Tuesday, October 12, 2010

The Idler, Monday, October 11

Pass the port, fellows!

'TWAS a splendid array of men and women in full mess kit. Scarlet, blue, black or white tunics; trousers with red, white, yellow or blue stripes down the leg; kilts; dirks; chain mail on the shoulder; elaborate badges of office (especially on the sleeves of regimental sergeant-majors); gongs by the barrow-load; and, of course, spurs.

What was this? Gilbert and Sullivan? No, it was the annual dinner in the Durban Light Infantry drill hall of the KwaZulu-Natal Reserve Forces - army, navy, air force and medical corps, the province's traditional army regiments plus the reserve forces in the other services.

The description above is, of course, broadly inclusive. No single individual wears all that stuff – not that I saw anyway. But collectively it's very colourful. Taken with bagpipe music and time-honoured rituals like the passing of the port – you do it from left to right with a kind of variation on the grip for delivering a legbreak – it provides a wonderful atmosphere. Add to this five courses of top-class nosh and a lot of banter – hardly any of it actually concerning things military – and it adds up to a fun evening.

What's the point of it all? Is this a whole lot of neo-Victorian flummery, a kind of fancy dress party, something entirely irrelevant to present-day South Africa? Or is it just an excuse for an enjoyable nosh-up and a few drinks?

Beneath the surface it's actually pretty serious. The reserve forces, especially the army regiments, are a key component of the South African military. They connect the past with the present, they bring in continuity and tradition. Also at the dinner in their mess kit were senior officers from Pretoria; it's a melding of the old and the new.
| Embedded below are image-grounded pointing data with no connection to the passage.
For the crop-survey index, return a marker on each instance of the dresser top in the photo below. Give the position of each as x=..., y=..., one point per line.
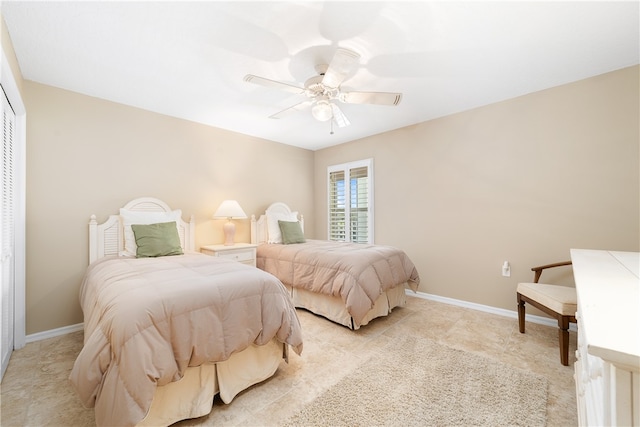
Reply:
x=608, y=288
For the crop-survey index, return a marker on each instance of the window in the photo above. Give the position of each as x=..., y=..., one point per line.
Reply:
x=351, y=202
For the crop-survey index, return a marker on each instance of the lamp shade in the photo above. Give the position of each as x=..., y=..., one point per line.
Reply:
x=322, y=111
x=229, y=209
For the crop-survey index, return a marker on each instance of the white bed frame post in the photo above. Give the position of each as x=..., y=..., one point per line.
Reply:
x=108, y=238
x=93, y=239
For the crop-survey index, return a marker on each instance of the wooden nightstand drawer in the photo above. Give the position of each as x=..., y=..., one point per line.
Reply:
x=241, y=255
x=241, y=252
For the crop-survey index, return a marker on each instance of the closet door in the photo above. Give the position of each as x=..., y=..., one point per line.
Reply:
x=7, y=242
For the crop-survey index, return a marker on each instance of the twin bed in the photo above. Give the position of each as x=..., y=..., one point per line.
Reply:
x=348, y=283
x=165, y=332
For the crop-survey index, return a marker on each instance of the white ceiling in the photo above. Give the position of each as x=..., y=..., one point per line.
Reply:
x=188, y=59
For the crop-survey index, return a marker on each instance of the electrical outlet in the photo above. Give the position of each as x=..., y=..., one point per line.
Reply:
x=506, y=269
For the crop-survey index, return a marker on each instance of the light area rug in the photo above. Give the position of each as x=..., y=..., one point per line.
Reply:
x=417, y=382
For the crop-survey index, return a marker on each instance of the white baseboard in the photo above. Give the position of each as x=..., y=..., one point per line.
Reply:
x=460, y=303
x=488, y=309
x=54, y=332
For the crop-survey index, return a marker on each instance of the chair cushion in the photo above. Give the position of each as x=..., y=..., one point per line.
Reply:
x=560, y=299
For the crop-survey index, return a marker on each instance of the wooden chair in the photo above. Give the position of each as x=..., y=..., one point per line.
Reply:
x=560, y=302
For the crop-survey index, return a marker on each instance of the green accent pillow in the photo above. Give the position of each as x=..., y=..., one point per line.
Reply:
x=154, y=240
x=291, y=232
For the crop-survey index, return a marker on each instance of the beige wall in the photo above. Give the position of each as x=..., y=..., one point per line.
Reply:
x=523, y=180
x=89, y=156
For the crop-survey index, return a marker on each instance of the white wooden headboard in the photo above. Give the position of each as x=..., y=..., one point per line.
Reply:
x=259, y=229
x=108, y=238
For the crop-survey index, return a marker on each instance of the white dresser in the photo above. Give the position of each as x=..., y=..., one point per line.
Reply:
x=607, y=370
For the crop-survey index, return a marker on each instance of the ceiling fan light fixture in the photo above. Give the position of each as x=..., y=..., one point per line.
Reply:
x=322, y=110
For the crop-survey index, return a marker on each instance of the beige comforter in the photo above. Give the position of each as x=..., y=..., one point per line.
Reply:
x=146, y=320
x=357, y=273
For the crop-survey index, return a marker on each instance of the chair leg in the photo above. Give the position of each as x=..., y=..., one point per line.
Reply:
x=563, y=335
x=521, y=314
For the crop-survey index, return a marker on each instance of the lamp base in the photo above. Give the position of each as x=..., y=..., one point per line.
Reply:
x=229, y=229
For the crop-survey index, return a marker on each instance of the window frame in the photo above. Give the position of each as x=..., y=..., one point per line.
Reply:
x=346, y=169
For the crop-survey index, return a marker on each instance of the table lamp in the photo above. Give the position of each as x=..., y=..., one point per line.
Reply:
x=229, y=209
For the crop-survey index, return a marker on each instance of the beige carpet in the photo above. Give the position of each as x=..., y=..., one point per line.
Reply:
x=418, y=382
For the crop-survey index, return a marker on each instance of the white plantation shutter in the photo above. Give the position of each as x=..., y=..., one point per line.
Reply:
x=7, y=218
x=337, y=213
x=351, y=202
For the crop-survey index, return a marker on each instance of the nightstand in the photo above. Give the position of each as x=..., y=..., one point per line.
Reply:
x=241, y=252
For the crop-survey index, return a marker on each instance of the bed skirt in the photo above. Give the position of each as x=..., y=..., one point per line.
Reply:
x=333, y=308
x=192, y=396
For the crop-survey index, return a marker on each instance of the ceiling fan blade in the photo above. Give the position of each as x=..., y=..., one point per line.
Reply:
x=273, y=84
x=290, y=110
x=380, y=98
x=339, y=117
x=341, y=65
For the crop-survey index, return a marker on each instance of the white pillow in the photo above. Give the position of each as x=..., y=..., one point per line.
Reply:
x=128, y=217
x=273, y=228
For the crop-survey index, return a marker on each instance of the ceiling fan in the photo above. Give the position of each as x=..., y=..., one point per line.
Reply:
x=324, y=90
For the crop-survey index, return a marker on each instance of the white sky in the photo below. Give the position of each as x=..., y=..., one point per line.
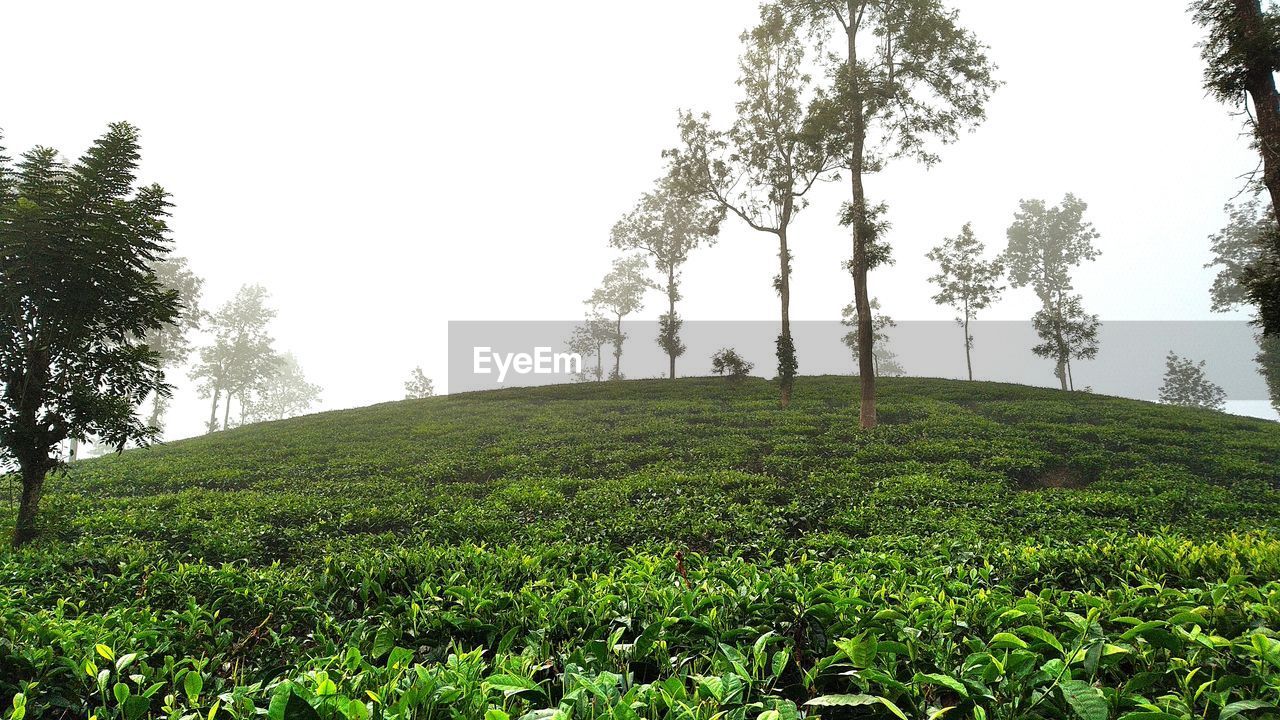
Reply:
x=387, y=167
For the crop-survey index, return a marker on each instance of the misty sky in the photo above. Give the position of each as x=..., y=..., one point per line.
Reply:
x=384, y=168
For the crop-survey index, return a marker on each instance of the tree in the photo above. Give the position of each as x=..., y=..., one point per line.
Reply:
x=965, y=281
x=241, y=358
x=885, y=360
x=728, y=361
x=909, y=76
x=764, y=165
x=1187, y=384
x=1242, y=55
x=284, y=393
x=589, y=340
x=419, y=386
x=1045, y=244
x=1066, y=332
x=667, y=224
x=172, y=342
x=78, y=295
x=621, y=294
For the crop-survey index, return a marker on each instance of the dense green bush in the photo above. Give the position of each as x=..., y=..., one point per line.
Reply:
x=666, y=550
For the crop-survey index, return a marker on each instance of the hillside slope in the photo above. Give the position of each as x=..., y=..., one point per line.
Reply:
x=699, y=461
x=653, y=550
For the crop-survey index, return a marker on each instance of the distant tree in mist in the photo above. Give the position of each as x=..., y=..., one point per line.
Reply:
x=1045, y=245
x=78, y=291
x=667, y=224
x=727, y=361
x=283, y=393
x=1066, y=333
x=173, y=341
x=965, y=281
x=621, y=294
x=885, y=360
x=419, y=386
x=763, y=167
x=589, y=340
x=1187, y=384
x=241, y=358
x=905, y=76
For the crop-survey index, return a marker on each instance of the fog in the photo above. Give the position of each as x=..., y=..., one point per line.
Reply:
x=385, y=168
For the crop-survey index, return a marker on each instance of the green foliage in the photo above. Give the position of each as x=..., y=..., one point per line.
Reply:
x=666, y=548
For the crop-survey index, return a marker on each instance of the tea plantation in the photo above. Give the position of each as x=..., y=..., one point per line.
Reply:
x=656, y=548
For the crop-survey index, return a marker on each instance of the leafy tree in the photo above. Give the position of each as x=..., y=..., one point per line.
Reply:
x=241, y=358
x=284, y=393
x=909, y=76
x=727, y=361
x=1066, y=332
x=78, y=295
x=1187, y=384
x=965, y=281
x=419, y=386
x=172, y=342
x=1045, y=244
x=621, y=294
x=885, y=360
x=667, y=224
x=1242, y=55
x=764, y=165
x=589, y=340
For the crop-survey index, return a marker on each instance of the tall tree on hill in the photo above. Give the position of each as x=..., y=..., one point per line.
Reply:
x=173, y=342
x=241, y=356
x=766, y=164
x=284, y=393
x=1242, y=55
x=965, y=281
x=909, y=76
x=1045, y=244
x=621, y=294
x=78, y=295
x=667, y=224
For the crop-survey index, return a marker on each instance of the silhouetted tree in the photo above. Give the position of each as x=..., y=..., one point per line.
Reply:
x=621, y=294
x=667, y=224
x=1045, y=244
x=419, y=386
x=909, y=74
x=965, y=281
x=242, y=356
x=173, y=342
x=284, y=393
x=764, y=165
x=589, y=340
x=885, y=361
x=1066, y=332
x=1187, y=384
x=78, y=295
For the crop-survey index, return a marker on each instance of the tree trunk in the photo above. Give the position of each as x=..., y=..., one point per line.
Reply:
x=213, y=409
x=671, y=317
x=785, y=297
x=862, y=299
x=1261, y=85
x=32, y=488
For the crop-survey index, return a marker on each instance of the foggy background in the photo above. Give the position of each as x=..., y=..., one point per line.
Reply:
x=385, y=168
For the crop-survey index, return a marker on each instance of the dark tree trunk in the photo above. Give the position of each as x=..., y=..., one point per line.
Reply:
x=862, y=299
x=785, y=297
x=1261, y=85
x=32, y=488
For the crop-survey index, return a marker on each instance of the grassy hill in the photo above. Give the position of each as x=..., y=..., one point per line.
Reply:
x=667, y=548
The reserve forces are part of a stabilising network that does not exist anywhere else in sub-Saharan Africa; they represent a tradition of military service in support of lawful authority and nothing else. Their record of service includes two world wars.

Also, the reserve forces present economic opportunity in times of high unemployment. No longer based on conscription, young men and women can volunteer for service and receive the discipline and purpose so many of them crave. They emerge useful members of society, and here lies a challenge to the business community. They need to be absorbed into the formal economy. To train people in weaponry then turn them loose on the streets is just crazy.

But the serious stuff is worn very lightly. Back to Gilbert and Sullivan.

I am the very model of a modern Major-General,

I've information vegetable, animal, and mineral,

I know the kings of England, and I quote the fights historical

From Marathon to Waterloo, in order categorical;

I'm very well acquainted, too, with matters mathematical,

I understand equations, both the simple and quadratical,

About binomial theorem I'm teeming with a lot o' news,

With many cheerful facts about the square of the hypotenuse.

I'm very good at integral and differential calculus;

I know the scientific names of beings animalculous:

In short, in matters vegetable, animal, and mineral,

I am the very model of a modern Major-General.

Pass the port, old chap!

 


Connectivity

 

THE BRITISH Labour Party appears to outdo the ANC in family connectivity. The new leadership was decided between brothers Ed and David Miliband.

 

The shadow cabinet (voted by MPs, not nominated by the leader) produced a runaway winner in Yvette Cooper, who happens to be the wife of Ed Balls, former Secretary of State for Education (what we would call a minister).

 

Also in the shadow cabinet are twin sisters Angela and Maria Eagle.

 

All this, and all kinds of sub-plots too tedious to mention, were the subject of endless analysis on Sky News the other night. This is a shadow cabinet. The Tories and Liberal Democrats have committed their coalition to lasting a full five-year parliamentary term. The shadow cabinet will remain in deep shade. Twenty-four hour television sometimes has to scrape for news.

 

Zzzzzzzzzzzzzzzzzzzzzzzzzzzzzz!



Tailpiece

A WOMAN goes into labour and yells: "Shouldn't! Wouldn't! Couldn't! Can't!"

She was having contractions.

Last word

Never let your sense of morals get in the way of doing what's right.